Some prefer a friendship style where you become a friend to a person, and after time has passed, you share the Gospel.
I am not one for this method and to illustrate why, let me tell you a little story:
A man walks in to a doctor’s office around lunch time.
He has been having lunch with his friend Dr. Jones for sometime now.
As he approaches the receptionist who is a fellow believer, he asks her to page Dr. Jones so they can have lunch.
He says, “Dr.
Jones and I have become great friends over the past two years, and I think that I can finally explain my faith in Jesus to him because he has been getting somewhat interested lately.
It is so exciting; I’ve been waiting all this time, but I was afraid that I would scare him off until now.
Oh, wouldn’t that be great if he came to know Jesus today?”
Just then the receptionist broke into tears.
“What’s wrong Judy?”
She stopped crying just long enough to say, “Bob, I wish you would have done this sooner.
You see, Dr.

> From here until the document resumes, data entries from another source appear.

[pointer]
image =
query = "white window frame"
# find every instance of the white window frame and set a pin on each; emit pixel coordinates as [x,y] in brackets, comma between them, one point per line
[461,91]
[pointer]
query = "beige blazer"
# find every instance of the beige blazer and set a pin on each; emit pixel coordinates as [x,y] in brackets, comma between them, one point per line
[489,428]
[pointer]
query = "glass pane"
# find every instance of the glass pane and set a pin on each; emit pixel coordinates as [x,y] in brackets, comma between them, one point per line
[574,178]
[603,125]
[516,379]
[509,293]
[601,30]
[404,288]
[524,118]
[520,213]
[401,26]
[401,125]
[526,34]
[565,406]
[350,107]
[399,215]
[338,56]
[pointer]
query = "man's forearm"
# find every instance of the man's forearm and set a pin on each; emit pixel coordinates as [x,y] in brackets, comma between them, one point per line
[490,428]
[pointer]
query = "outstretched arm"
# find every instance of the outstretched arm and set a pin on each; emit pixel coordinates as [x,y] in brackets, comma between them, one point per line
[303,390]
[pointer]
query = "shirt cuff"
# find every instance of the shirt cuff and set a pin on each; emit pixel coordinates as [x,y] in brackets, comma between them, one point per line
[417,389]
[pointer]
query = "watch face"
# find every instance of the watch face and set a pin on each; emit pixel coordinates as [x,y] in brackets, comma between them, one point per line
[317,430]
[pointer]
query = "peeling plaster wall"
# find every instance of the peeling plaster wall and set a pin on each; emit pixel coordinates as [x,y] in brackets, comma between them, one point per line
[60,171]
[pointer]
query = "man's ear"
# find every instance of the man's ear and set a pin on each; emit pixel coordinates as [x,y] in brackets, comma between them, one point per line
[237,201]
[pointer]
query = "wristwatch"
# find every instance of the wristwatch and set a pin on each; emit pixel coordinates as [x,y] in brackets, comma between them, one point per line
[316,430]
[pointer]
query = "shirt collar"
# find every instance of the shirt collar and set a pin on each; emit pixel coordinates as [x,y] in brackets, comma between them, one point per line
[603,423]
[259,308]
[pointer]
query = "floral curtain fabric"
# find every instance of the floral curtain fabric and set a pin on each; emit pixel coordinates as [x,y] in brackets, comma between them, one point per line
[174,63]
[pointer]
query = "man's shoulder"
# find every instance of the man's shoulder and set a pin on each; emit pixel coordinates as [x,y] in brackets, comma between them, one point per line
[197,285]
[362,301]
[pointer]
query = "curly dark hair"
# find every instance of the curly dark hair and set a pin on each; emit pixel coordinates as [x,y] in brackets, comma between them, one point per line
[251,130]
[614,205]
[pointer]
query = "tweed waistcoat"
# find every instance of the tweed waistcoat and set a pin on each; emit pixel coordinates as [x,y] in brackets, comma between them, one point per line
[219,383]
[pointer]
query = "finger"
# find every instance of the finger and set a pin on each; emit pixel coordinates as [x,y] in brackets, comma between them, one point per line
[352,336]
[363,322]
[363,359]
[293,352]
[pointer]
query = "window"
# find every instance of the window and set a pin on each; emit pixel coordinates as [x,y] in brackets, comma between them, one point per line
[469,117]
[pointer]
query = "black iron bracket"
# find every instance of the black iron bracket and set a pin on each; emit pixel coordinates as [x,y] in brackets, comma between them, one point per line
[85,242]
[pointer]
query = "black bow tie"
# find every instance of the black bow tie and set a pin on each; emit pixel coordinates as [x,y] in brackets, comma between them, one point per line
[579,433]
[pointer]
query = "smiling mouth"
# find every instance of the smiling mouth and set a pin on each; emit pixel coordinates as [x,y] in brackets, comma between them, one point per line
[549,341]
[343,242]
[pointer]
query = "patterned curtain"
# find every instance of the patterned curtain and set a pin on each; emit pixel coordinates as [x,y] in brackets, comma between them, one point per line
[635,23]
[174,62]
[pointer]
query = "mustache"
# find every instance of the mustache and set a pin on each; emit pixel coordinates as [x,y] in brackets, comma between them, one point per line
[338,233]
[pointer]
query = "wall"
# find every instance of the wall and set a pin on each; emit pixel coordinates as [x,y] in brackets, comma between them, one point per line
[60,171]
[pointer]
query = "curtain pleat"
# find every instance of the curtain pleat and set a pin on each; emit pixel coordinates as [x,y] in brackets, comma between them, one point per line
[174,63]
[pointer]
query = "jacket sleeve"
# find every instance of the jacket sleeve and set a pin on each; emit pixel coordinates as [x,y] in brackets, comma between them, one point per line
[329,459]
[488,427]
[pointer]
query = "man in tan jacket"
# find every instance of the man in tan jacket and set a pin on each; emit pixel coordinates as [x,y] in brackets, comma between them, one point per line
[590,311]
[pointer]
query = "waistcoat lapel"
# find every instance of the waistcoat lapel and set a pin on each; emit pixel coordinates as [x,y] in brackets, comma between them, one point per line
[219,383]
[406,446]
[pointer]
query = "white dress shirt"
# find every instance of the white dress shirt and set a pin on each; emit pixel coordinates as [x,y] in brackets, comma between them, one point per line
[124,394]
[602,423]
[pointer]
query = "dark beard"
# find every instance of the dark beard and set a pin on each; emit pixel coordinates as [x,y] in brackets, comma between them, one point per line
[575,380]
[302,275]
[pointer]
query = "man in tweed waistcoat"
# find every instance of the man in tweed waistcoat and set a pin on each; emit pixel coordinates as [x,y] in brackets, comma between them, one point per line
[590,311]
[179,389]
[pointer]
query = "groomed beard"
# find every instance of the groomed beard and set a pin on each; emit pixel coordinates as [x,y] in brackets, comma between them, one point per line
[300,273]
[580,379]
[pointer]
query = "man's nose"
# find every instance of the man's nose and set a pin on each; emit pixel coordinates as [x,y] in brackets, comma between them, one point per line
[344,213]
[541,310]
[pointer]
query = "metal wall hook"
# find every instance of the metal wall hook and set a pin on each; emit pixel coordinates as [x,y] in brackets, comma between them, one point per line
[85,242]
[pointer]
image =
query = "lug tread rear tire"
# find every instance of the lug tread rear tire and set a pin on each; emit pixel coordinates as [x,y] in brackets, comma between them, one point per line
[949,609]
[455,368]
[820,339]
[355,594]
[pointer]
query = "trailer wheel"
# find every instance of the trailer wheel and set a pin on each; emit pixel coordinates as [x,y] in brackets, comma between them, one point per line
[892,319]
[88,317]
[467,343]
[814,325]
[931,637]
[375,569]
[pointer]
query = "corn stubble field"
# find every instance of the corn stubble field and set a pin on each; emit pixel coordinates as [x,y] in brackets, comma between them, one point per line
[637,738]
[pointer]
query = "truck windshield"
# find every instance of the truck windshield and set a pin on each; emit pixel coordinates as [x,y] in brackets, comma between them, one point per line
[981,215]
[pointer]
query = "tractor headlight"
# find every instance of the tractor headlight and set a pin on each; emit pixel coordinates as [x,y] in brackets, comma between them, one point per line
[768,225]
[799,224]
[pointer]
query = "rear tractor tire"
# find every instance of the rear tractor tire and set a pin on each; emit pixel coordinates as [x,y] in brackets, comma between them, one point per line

Jones was in a fatal car accident this morning on the way to work.”  Bob walked out of the office in tears knowing that in the two years that they had been friends, and the dozens of opportunities that he had to share the Gospel with Dr.
Jones, he had failed to do so and now it is too late.
Another method is a direct approach.
It isn’t the bash them over the head approach, but is more like a physician explaining the seriousness of a disease.
You go  to see the doctor and he told you that you had Crohn’s disease.
Here’s a cure, but you have to take it twice daily and no less than 11 hours but no more than 13 hours apart.
Have a nice day.
Would you take the doctor’s word about the disease and the cure?
I wouldn’t.
Now picture this.
You go into the doctor’s office and the doctor tells you to sit down.
He explains that you have Crohn’s disease and shows you book after book about the nature of the disease.
He tells you that you can die from the disease if it goes untreated.
Now he says there is a treatment but you have to take it twice daily and no less than 11 hours but no more than 13 hours apart.
Now that you know what the disease is and the seriousness of the disease, you are more likely to follow the doctor’s instructions.
We can use the same method with witnessing.